I try to keep track of my reading by posting the books and mini reviews here. I don’t get round to writing about everything and the reviews are brief snapshots into how I got on with a book rather than fully realised reviews.


Reading women
In 2018 I decided to read fifty-two books. But only books by women, to redress the balance of voices in my brain. Kamila Shamsie, the 2018 Women’s Prize winner, had suggested publishers have a year of only publishing women, which inspired me to do this.

I began to post mini 10-minute reviews here at some point in 2018, a practice which ending up causing me quite a lot of wasted time and stress. Often I’d sit and worry about being so behind with my reviews that I wouldn’t read anything or do any actual work.

In 2019, I thought I would give myself a break, but I missed the memory of a book, the reminder of why I loved it or finished it or was fine with it but unlikely to recommend.

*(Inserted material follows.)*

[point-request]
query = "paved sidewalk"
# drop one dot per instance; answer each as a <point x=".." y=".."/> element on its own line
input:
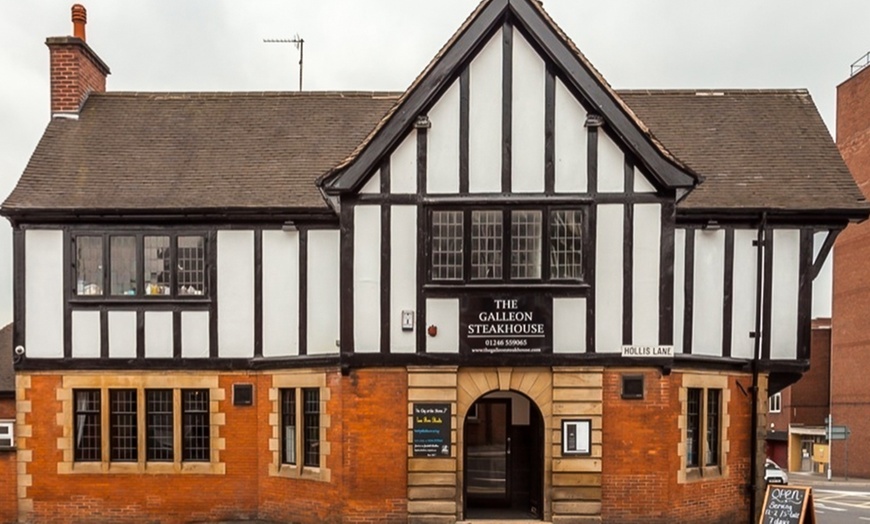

Without these post-it notes to myself, I’ll forget forever that I read the book. They are post-its, not full or decent reviews, as I write them very quickly. Don’t treat them as reviews, perhaps, more windows into me when I was reading them. Incomplete and unsatisfying, but I’d rather this than nothing.

I survived the reading challenge of 2018, I explain how here, and am now reading books by non-women as well. I also looked through my numbers of non-white writers, currently (May 2020) 23 out of 121 or 28% - not awful but not great either. I haven’t to my knowledge read any books by trans or non binary writers this year.

2021: I found this a disappointing reading year overall. The reality of life with covid was more painful than the numbness and chaos of 2020. Officially I read 45 books. 30 by white women. Eight by white men, five of these cookbooks and one non fiction, one short stories - so in fact only one actual novel, by a gay Scot. One Kazuo Ishiguro. Five women of colour. One trans woman.